В голубых брючках Лилиан Дюнкерк сидела у себя на балконе. Минувшая ночь была уже позади и благополучно забыта. Здесь, наверху, всегда так: с наступлением утра ночные страхи развеиваются, как облачка на горизонте, и, стоит вспомнить, кажутся неправдоподобной, уму непостижимой чушью. Лилиан блаженно нежилась в теплом свете позднего утра. Мягкой, лучистой завесой свет окутывал ее всю, укрывая пеленой забвения день вчерашний, помогая не думать о завтрашнем. Прямо перед ней, в наметенном за ночь сугробчике, стояла бутылка водки, – та, что дал ей Клерфэ.
Зазвонил телефон. Она сняла трубку.
– Да, Борис… Нет, конечно, нет… Да разве мы могли бы докатиться до такого?.. Не будем лучше об этом… Разумеется, ты можешь заехать… Ну конечно, я одна, с кем мне тут быть?
Она вернулась на балкон, прикинула, не спрятать ли водку, но вместо этого принесла рюмку и откупорила бутылку. Водка была ледяная, на вкус замечательная.
– Доброе утро, Борис, – поздоровалась она, заслышав стук двери. – А я водку пью. Ты будешь? Тогда рюмку прихвати.
Откинувшись в шезлонге, она спокойно ждала. Волков вышел на балкон с рюмкой в руке. Лилиан вздохнула: слава богу, никаких нотаций, подумала она. Он налил себе. Она молча протянула ему свою рюмку. Он и ее наполнил до краев.
– В чем дело, душа[5 - В оригинале автор употребляет русское слово «душа».] моя? – спросил он. – Рентгена боишься?
Она покачала головой.
– Температура?
– Тоже нет. Даже пониженная.
– Далай-лама уже что-то сказал насчет твоих снимков?

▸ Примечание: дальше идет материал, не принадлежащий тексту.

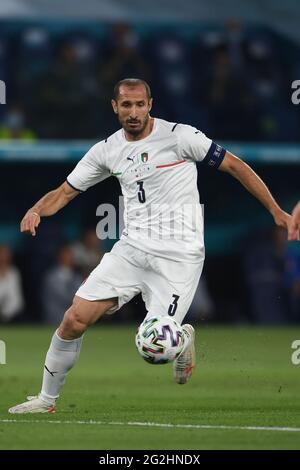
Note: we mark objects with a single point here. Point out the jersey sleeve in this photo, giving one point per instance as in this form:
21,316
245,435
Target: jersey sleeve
194,145
90,170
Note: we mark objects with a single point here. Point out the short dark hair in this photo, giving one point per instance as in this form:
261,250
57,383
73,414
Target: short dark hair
133,82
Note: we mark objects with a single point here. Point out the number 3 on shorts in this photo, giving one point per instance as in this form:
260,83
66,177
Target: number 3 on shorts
173,306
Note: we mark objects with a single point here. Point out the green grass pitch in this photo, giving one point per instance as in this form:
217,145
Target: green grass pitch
244,377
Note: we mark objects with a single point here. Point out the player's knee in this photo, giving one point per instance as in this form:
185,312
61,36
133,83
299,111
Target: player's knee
73,324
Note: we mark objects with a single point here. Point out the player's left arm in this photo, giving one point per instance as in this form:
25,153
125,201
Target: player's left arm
254,184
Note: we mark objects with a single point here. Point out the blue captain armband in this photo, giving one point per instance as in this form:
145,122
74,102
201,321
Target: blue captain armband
214,156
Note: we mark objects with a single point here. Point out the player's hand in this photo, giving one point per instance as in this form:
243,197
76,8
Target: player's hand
30,222
282,219
294,224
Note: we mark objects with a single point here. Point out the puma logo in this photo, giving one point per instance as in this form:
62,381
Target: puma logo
51,373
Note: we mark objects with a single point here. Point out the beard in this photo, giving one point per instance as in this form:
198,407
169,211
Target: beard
134,127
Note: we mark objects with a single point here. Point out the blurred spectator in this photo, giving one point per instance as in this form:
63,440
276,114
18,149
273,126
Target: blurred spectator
66,102
11,296
87,252
60,285
13,125
124,57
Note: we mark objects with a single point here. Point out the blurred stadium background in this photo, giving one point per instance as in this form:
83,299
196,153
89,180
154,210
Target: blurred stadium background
225,68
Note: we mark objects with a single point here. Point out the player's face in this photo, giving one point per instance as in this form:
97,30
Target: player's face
133,107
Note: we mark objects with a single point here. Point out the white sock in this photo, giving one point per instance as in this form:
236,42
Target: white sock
61,357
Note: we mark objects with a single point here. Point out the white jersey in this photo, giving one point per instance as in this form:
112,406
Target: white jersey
158,177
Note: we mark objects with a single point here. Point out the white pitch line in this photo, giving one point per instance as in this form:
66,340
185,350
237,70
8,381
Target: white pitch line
157,425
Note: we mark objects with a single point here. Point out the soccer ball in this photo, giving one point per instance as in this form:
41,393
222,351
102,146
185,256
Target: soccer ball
160,340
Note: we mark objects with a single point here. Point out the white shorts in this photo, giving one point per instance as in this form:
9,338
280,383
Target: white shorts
167,286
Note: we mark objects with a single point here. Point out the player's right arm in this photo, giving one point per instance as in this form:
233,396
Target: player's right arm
48,205
294,225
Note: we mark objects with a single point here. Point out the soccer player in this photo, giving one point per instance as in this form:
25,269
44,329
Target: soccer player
294,224
161,250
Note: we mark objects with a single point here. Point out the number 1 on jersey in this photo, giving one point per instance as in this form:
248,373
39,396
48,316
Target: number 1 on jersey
141,192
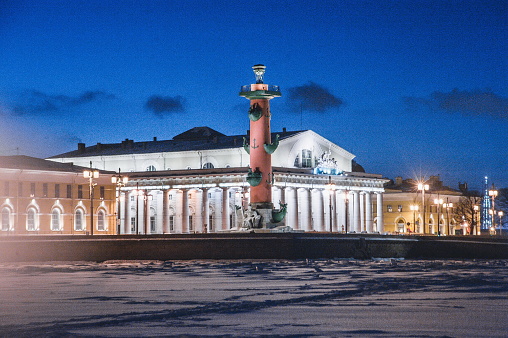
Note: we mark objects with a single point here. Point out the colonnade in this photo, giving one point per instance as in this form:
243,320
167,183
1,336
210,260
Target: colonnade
153,210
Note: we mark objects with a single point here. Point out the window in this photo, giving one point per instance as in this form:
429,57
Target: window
78,220
152,224
31,219
6,219
55,220
101,220
133,224
306,158
171,223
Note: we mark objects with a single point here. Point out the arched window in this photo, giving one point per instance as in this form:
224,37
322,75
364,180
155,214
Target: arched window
78,220
6,219
31,219
101,220
55,220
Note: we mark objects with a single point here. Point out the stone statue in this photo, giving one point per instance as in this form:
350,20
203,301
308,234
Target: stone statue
251,218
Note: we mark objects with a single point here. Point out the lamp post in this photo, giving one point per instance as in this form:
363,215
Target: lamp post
414,208
331,188
423,187
91,174
448,206
476,208
493,195
120,181
438,202
500,214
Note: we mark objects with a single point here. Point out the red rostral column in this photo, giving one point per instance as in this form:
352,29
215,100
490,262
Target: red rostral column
260,145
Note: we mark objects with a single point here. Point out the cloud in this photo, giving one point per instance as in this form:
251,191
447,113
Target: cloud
35,102
313,97
161,105
476,102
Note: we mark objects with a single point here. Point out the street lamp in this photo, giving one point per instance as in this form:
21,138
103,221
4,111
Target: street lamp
331,188
493,195
91,174
448,206
476,208
120,181
414,208
500,214
438,202
423,187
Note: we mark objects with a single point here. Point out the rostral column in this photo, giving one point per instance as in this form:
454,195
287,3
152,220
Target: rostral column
260,146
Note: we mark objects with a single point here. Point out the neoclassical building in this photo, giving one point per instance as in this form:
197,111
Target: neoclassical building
196,182
43,197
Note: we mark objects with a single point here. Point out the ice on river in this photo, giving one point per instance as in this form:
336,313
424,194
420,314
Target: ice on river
345,298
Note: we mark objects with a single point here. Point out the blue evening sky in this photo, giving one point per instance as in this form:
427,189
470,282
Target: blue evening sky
412,88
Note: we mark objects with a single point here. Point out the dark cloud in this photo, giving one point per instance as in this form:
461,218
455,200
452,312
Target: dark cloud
476,102
312,97
35,102
161,105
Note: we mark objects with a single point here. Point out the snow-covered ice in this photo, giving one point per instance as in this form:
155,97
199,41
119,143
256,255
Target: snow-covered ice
345,298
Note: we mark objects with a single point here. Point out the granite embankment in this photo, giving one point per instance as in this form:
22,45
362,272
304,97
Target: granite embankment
15,248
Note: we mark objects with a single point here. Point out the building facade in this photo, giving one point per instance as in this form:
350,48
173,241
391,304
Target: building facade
44,197
196,182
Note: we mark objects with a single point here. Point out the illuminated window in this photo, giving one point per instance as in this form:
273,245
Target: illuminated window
78,220
55,220
31,219
101,220
306,158
6,219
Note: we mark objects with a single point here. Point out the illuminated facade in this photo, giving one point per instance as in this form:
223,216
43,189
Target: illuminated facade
196,182
406,212
44,197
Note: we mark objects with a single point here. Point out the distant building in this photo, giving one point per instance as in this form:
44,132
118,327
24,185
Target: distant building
196,182
44,197
408,210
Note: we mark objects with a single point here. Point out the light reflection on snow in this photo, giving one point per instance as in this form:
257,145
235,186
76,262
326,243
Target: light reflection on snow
382,298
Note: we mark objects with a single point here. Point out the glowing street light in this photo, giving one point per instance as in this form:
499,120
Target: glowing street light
91,174
120,181
423,187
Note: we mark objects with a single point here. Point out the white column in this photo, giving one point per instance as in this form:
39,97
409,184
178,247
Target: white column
380,220
362,212
356,212
292,213
368,212
185,211
225,209
205,210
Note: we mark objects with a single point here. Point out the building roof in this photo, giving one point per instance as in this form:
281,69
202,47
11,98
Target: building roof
33,163
198,138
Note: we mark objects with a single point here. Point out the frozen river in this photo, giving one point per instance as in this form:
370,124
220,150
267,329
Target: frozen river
344,298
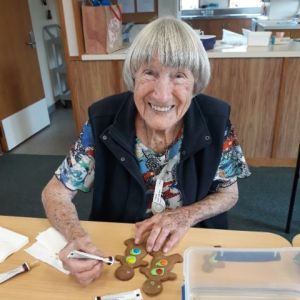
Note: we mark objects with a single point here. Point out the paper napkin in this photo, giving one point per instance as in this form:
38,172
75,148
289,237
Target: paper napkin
10,242
47,247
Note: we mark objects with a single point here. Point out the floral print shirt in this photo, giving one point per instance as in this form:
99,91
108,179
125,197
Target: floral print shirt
77,170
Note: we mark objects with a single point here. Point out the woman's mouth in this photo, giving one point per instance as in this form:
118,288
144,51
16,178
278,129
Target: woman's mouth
161,108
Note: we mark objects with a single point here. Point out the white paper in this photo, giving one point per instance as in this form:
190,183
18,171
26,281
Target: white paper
10,242
48,245
127,6
145,5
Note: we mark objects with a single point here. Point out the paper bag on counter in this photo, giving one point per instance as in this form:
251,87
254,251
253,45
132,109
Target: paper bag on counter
102,28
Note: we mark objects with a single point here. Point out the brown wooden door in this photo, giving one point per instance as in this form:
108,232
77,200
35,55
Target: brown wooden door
20,78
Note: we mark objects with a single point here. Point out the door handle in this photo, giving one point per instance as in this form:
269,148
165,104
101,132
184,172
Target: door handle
31,41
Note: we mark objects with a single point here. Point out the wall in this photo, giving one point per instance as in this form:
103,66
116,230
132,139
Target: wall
221,3
38,18
168,8
283,9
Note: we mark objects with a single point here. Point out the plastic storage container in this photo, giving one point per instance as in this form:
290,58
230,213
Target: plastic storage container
242,274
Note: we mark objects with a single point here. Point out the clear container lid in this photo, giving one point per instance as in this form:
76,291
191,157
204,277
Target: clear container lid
242,273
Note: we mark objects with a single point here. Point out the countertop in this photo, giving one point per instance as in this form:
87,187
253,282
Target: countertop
222,51
278,24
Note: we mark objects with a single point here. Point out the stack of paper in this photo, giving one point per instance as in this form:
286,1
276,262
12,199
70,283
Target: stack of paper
10,242
48,245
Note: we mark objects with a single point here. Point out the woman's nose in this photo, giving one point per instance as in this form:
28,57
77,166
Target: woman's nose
163,89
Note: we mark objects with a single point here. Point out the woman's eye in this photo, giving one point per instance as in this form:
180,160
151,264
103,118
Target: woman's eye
149,72
180,75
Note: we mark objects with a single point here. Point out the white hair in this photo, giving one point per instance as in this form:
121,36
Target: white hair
175,44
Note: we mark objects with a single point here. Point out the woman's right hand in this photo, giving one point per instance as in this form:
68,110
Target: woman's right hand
84,270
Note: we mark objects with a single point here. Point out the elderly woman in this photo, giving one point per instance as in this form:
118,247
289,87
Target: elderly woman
161,155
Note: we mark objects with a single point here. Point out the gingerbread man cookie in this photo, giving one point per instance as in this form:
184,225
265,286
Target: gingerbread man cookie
159,271
133,258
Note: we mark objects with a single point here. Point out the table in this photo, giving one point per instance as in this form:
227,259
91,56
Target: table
45,282
296,240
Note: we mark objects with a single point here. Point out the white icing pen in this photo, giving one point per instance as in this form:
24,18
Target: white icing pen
25,267
131,295
83,255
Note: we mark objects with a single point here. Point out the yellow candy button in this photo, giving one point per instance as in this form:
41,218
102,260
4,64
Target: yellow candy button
131,260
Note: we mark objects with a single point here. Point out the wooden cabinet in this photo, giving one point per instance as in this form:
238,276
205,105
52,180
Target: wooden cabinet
251,86
215,26
287,130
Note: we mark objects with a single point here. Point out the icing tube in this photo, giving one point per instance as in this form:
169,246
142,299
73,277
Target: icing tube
25,267
131,295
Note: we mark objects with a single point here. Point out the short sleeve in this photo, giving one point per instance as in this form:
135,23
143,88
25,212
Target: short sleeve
232,164
77,170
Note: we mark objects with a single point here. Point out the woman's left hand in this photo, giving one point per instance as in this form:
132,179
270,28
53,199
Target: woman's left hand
163,230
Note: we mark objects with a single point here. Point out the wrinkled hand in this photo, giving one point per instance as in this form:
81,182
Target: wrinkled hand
164,230
84,270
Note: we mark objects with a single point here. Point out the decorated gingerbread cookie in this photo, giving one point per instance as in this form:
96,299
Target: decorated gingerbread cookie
159,271
133,258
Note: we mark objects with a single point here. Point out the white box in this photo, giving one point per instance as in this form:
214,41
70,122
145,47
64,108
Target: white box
258,38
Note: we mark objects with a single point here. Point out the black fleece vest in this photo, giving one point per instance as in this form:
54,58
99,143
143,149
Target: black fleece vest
119,189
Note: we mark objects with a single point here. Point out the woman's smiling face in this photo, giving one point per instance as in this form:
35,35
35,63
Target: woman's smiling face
162,94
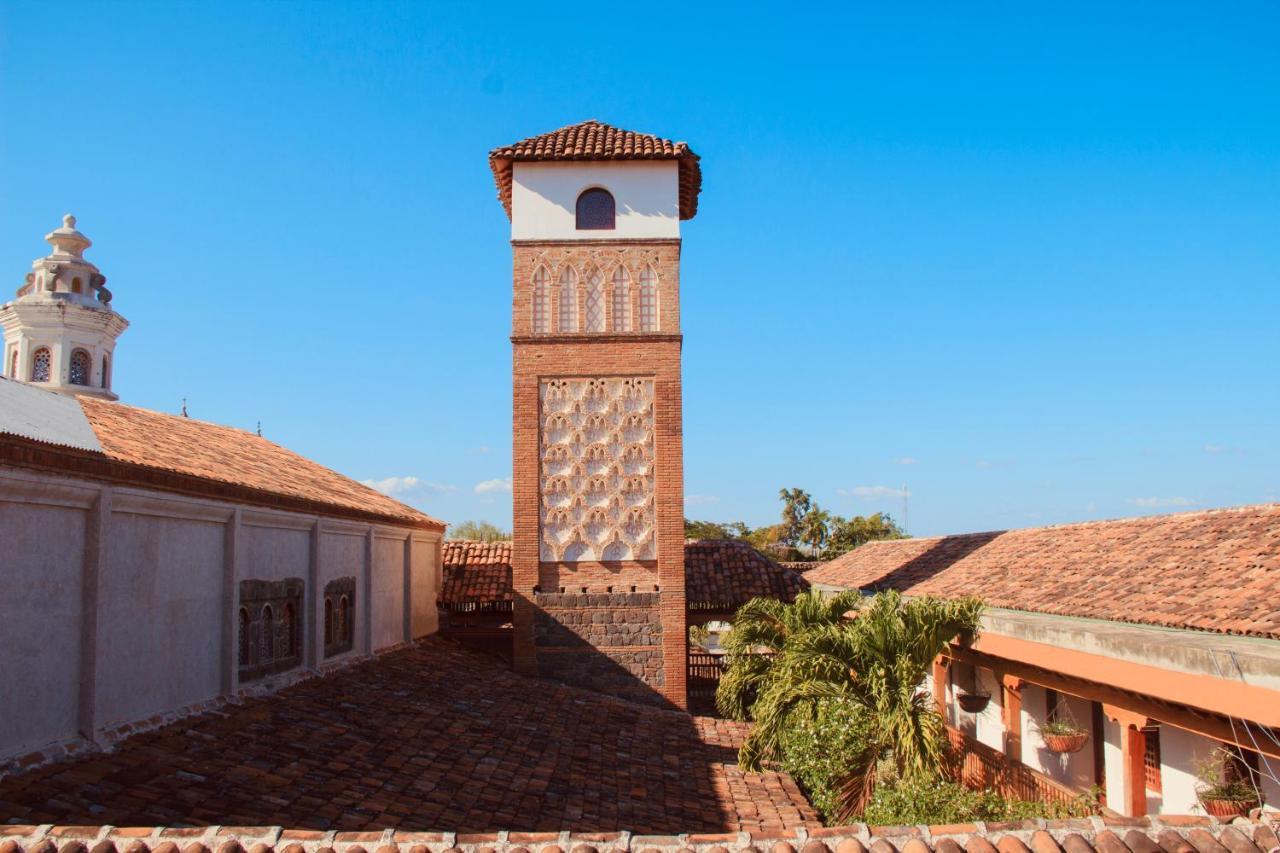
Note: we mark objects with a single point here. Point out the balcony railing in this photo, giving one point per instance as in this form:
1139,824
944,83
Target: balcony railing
979,767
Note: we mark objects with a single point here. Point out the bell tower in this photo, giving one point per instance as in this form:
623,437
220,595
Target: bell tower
60,329
598,561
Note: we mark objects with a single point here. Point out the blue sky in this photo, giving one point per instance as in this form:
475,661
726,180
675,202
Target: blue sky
1022,259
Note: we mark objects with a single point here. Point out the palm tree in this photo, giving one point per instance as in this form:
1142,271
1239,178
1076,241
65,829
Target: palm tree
877,661
762,628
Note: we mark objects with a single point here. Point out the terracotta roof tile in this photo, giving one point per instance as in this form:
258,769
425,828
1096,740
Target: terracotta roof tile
592,140
1215,570
476,574
224,455
725,575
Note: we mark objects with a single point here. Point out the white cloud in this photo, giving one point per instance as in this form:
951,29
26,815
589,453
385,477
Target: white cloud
489,487
406,486
868,492
1169,501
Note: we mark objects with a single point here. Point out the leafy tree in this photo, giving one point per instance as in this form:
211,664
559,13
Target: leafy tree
478,532
848,534
795,506
792,658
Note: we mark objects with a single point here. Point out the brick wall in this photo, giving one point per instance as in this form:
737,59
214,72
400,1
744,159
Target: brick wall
656,589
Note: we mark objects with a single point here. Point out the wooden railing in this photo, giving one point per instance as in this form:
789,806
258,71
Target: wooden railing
979,767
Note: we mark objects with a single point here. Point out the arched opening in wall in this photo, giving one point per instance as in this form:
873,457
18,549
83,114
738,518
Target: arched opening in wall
288,641
80,368
597,210
594,300
648,300
542,301
266,646
41,364
621,300
242,638
568,300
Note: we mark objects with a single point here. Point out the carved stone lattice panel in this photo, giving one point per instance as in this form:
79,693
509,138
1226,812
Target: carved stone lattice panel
597,482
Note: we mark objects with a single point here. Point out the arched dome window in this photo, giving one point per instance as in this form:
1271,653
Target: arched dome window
81,366
595,210
648,300
568,300
594,301
621,300
41,363
542,301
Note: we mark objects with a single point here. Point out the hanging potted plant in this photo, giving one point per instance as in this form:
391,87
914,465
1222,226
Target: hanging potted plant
1064,735
1224,787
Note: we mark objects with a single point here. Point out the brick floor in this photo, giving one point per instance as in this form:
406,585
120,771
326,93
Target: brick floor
426,738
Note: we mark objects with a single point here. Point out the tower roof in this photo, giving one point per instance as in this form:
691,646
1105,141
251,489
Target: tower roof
592,140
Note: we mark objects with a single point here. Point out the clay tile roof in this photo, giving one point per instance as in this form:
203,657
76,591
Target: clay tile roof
231,456
476,574
595,140
725,575
1214,570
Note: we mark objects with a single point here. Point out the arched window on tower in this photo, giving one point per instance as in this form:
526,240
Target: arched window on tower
81,366
594,300
568,300
266,644
648,300
595,210
621,300
242,638
288,646
542,301
41,363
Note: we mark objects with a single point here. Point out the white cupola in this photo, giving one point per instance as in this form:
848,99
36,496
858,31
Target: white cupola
60,331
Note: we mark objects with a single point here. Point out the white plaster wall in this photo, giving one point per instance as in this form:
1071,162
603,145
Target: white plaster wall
160,612
388,592
274,553
41,566
425,569
544,199
1112,761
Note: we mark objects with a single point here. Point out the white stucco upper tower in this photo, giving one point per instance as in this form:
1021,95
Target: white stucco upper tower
60,331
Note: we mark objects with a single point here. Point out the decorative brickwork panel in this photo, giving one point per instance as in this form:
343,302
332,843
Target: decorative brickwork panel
269,626
597,469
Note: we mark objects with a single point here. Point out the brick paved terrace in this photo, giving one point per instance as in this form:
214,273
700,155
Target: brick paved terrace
426,738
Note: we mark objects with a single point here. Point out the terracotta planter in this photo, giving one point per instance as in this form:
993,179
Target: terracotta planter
1073,742
1225,810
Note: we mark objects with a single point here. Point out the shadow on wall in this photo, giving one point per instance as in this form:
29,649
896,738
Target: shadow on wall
432,737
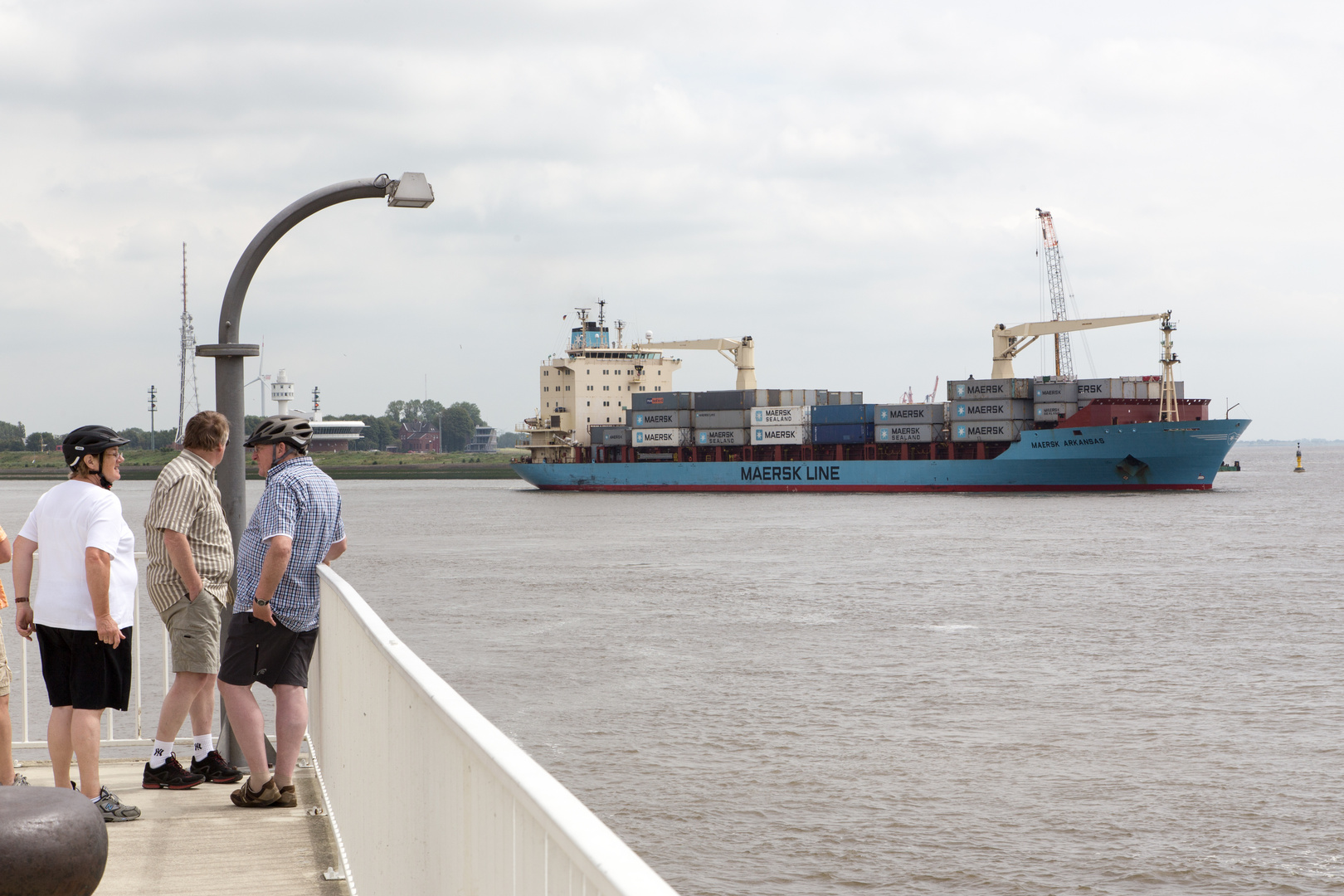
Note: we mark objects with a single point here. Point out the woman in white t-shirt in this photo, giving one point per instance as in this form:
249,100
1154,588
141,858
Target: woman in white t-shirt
84,613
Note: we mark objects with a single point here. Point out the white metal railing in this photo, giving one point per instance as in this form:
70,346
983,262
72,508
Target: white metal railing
136,677
481,816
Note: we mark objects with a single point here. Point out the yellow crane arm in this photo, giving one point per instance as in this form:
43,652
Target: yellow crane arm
1011,340
741,353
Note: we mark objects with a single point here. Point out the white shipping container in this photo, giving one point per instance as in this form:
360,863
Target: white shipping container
721,437
661,438
772,434
721,419
908,414
992,410
778,416
1089,390
1055,410
968,390
1055,391
908,433
986,431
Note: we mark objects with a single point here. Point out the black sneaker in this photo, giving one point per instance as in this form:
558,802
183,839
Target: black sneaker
171,776
113,809
216,770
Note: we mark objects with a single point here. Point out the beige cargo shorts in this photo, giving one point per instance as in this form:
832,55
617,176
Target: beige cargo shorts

– Нет. Да что он может сказать? Я и знать не хочу.
– Хорошо. За это и выпьем.
Он залпом опрокинул свою рюмку и отставил бутылку подальше.
– Налей мне еще, – попросила Лилиан.
– Ради бога, сколько угодно.
Она глянула на него с любопытством. Знает же: он ненавидит, когда она пьет. Но знает и другое: сейчас он побоится ее отговаривать. Достаточно умен и хорошо изучил ее нрав.
– Повторить? – спросил он вместо этого. – Рюмки-то маленькие.
– Нет, – она отставила рюмку, так и не выпив. – Борис, – начала она, с ногами забираясь в кресло. – Мы слишком хорошо понимаем друг друга.
– Правда?
– Ну конечно. Ты слишком хорошо понимаешь меня, я тебя, и в этом наша беда.